Got Data? Instructors surveyed on using, teaching data science in life science courses
With the exponential growth of data around the world, how can we best prepare undergraduate students to use data science skills to tackle critical issues in the life sciences?
This is one of the main questions asked by MSU Academic Specialist Nathan Emery and collaborators in a recent publication in BioScience. In their paper "Data Science in Undergraduate Life Science Education: A Need for Instructor Skills Training," they surveyed college/university educators from around the globe on teaching practices related to data science and how scientists use data science in their own research. Their work offers a window into how data science is currently taught and how to best empower instructors to incorporate data science into future biology and environmental science courses.
“The survey asked biology instructors to consider six categories of data science skills that they might teach, use in their own research, or view as important for biology or environmental science undergraduates” said Emery, who is in the Department of Plant Biology in the College of Natural Science. “Across institution types, undergraduate Biology instructors viewed data management, analysis and visualization as the most important data science skills to use in research and teach in courses.”
In contrast, the instructors placed less time and value on coding, modeling, or reproducibility, however emphasis on these skills differed by career stage of the instructor. For some data science skills, the findings potentially represent an ‘aspirational gap’ where instructors place a high value or importance on certain skills, but are not teaching those skills to their students. For example, some skills had high importance and were frequently taught, such as data analysis. But other skills such as data visualization, management and reproducibility were valued by instructors, but a relatively low percentage of respondents teach those skills.

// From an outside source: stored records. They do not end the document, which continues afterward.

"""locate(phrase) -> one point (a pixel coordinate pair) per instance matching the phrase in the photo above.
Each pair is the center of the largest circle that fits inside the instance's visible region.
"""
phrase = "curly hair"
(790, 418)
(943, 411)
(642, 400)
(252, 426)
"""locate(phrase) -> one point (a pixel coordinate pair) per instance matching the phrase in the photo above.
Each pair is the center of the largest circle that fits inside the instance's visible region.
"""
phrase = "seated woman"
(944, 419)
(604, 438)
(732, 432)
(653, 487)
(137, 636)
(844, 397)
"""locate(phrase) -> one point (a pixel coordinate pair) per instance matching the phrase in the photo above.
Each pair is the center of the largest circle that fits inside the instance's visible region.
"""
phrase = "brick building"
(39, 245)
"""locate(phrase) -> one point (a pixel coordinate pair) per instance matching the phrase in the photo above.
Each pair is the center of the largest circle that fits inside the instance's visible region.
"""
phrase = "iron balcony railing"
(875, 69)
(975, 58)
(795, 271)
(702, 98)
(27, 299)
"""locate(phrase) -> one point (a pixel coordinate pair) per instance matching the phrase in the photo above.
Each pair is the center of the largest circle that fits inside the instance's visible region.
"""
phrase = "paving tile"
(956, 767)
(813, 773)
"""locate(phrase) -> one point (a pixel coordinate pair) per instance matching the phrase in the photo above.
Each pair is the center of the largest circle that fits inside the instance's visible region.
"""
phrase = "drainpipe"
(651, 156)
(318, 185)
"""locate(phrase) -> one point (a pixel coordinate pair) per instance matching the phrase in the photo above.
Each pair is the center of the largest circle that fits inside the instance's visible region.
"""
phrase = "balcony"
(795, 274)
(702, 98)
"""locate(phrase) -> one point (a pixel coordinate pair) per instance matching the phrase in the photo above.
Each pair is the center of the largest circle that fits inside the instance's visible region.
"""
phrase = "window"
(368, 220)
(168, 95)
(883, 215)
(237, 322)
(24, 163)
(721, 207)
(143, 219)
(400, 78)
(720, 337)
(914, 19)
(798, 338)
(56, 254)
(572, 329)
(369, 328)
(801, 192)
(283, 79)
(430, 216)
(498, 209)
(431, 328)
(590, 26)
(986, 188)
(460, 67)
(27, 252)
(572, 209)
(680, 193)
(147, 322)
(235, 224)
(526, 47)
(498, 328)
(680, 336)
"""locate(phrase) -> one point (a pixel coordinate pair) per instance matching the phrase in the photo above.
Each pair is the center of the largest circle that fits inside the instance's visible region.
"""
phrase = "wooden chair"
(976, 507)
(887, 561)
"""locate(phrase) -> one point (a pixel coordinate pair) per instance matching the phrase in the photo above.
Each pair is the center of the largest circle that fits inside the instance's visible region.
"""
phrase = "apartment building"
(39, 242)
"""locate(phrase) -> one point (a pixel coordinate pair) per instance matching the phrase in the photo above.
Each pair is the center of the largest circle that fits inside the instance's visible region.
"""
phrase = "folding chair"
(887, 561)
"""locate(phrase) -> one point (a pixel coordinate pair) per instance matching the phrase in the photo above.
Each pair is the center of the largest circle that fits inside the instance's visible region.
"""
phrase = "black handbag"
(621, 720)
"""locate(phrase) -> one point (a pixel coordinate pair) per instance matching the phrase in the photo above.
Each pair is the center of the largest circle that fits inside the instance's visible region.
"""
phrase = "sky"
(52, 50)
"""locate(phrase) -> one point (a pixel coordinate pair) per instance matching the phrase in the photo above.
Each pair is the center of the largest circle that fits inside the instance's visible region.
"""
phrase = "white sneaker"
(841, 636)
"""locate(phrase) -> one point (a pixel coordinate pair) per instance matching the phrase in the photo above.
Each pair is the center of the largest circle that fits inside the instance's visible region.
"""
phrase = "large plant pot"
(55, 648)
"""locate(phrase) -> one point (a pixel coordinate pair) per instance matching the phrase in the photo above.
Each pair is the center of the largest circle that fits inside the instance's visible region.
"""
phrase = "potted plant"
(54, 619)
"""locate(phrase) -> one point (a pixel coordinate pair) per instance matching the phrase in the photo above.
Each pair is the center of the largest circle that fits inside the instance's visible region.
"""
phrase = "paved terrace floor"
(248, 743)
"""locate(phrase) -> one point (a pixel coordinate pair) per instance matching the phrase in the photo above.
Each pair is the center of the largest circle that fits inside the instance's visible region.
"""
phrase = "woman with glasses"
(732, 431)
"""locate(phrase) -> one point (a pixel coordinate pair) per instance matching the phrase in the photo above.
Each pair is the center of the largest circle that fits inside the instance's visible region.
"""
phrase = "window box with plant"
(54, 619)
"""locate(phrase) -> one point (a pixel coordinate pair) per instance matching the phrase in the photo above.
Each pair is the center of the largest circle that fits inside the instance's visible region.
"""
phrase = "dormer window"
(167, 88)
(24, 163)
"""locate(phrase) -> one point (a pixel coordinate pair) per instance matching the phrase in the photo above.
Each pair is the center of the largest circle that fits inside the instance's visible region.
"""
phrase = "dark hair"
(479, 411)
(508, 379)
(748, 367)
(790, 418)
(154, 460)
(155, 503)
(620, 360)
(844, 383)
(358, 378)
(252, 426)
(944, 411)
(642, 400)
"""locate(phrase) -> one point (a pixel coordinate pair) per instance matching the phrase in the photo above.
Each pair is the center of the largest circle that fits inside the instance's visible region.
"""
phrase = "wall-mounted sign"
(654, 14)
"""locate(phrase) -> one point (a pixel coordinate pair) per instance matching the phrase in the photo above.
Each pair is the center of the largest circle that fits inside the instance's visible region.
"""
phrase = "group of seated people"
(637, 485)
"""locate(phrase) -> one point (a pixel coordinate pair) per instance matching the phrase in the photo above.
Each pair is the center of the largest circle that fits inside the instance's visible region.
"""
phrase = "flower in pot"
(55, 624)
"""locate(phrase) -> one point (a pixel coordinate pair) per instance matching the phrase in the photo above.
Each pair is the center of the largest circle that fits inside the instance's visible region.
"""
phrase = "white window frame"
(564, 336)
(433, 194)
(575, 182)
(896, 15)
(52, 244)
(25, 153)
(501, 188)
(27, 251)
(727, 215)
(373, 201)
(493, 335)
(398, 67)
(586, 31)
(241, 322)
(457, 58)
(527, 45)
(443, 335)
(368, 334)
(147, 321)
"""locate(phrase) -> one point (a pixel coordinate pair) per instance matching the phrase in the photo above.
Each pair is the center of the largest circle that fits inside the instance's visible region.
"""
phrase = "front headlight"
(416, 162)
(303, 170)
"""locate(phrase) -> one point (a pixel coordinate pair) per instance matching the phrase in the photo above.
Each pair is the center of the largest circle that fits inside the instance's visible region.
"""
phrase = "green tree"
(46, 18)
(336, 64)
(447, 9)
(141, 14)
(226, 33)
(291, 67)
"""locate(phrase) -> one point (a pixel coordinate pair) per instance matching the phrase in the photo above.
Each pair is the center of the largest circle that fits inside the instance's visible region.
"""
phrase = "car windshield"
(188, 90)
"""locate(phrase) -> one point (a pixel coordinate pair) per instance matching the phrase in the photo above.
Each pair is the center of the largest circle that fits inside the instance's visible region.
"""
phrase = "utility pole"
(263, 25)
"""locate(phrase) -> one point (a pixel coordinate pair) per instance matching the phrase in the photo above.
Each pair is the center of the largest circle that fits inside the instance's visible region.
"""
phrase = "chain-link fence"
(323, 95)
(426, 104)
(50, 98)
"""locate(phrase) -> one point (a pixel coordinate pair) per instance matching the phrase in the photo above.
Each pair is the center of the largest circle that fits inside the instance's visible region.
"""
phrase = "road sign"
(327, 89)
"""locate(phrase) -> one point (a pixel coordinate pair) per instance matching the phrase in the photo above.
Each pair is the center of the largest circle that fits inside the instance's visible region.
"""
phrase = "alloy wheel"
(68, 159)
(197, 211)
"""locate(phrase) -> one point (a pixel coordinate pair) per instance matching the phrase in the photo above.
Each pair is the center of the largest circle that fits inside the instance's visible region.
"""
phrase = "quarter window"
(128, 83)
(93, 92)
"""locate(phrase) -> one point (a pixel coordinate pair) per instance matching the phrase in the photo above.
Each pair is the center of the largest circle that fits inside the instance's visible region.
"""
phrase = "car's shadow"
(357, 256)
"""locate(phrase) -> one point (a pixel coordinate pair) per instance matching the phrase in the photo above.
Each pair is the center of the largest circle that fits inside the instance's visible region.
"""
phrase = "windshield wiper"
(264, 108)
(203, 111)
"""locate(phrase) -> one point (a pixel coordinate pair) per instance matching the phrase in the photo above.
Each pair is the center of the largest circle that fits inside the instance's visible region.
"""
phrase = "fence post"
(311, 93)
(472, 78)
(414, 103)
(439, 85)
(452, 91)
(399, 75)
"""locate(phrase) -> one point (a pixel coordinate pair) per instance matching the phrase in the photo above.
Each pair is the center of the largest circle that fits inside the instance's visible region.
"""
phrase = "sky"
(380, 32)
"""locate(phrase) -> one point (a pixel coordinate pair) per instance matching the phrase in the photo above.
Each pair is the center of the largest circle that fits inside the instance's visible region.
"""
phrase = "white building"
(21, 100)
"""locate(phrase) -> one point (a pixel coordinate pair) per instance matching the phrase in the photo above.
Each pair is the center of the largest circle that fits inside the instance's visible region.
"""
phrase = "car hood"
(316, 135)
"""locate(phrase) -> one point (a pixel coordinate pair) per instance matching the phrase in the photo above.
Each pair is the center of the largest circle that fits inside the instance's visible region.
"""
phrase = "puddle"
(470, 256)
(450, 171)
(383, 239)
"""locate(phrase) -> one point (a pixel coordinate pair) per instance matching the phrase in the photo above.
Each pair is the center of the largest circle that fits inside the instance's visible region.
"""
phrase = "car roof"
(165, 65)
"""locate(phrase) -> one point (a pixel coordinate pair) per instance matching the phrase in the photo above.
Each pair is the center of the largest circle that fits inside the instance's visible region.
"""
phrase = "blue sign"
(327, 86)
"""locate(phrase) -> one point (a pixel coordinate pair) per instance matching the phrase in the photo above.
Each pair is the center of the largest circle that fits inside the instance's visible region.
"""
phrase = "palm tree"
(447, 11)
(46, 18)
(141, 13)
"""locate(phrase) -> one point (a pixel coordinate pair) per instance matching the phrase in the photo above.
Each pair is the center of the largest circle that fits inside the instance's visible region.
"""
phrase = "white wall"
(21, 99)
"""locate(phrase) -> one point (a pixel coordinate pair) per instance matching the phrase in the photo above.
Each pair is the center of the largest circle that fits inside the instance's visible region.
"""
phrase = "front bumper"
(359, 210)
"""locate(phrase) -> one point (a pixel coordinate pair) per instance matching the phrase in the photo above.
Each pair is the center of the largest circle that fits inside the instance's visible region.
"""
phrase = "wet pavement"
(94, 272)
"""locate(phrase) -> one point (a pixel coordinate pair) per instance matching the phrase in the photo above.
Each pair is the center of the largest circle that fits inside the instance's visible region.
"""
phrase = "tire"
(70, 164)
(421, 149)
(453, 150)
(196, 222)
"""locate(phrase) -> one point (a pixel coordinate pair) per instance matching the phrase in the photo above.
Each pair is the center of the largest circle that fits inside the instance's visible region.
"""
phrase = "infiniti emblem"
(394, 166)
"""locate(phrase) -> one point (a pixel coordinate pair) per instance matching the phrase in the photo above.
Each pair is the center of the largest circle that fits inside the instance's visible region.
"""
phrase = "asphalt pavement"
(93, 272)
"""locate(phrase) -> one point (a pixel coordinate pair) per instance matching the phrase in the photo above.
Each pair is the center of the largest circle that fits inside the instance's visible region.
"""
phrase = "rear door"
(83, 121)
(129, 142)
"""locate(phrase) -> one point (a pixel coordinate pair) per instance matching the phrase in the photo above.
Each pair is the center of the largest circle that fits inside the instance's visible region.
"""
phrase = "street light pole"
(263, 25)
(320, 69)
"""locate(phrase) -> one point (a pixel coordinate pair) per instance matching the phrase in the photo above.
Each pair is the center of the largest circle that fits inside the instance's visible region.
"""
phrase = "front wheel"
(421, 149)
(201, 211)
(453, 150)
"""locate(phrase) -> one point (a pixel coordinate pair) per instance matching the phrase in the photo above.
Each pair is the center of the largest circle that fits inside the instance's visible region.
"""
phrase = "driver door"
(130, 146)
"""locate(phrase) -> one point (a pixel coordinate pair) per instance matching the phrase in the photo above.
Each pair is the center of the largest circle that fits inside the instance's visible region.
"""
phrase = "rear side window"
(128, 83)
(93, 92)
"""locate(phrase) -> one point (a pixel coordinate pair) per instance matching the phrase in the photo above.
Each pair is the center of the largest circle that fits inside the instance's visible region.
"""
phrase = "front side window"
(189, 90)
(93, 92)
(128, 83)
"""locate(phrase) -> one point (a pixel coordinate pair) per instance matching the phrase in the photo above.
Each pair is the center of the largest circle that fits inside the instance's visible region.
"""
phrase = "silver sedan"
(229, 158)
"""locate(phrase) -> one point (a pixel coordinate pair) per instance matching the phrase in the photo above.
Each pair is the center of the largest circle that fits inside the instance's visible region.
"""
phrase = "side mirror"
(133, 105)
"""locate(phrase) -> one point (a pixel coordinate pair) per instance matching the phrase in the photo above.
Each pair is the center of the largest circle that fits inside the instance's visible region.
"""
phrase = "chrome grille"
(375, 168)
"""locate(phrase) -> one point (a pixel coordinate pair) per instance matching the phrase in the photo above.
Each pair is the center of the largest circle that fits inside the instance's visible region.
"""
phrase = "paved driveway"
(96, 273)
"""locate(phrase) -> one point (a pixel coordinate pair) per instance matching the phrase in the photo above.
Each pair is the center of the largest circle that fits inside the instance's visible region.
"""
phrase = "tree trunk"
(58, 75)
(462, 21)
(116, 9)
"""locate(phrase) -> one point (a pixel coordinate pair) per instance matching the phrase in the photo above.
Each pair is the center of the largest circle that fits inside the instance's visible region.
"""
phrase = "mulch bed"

“The research suggests that curricula may be relying on students receiving these skills through classes in other departments, research experiences, or external learning opportunities, but it is unclear how effective this is for preparing undergraduates for the kinds of careers or graduate programs they may apply to upon graduation,” said Matthew Aiello-Lammens, an assistant professor at Pace University. “The survey also investigated instructor perceptions of the greatest barriers to including data science skills into their existing classes or curriculum. The greatest barriers identified were instructor and student background, followed by perceived space in the curriculum.”
The authors of this study are a part of the recently NSF-funded Biological and Environmental Data Science Education (BEDE) Network. This NSF Research Coordination Network is dedicated to training life science instructors in evidence-based teaching techniques to incorporate core data science skills into their curricula and courses. The network aims to design short-format training workshops for undergraduate biology instructors, forming faculty mentoring networks related to data science teaching in biology, and generating curricular maps that can aid instructors or departments in scaffolding modern data science skills into existing coursework. Instructors interested in joining the network should contact Nathan at:(emeryna1@msu.edu).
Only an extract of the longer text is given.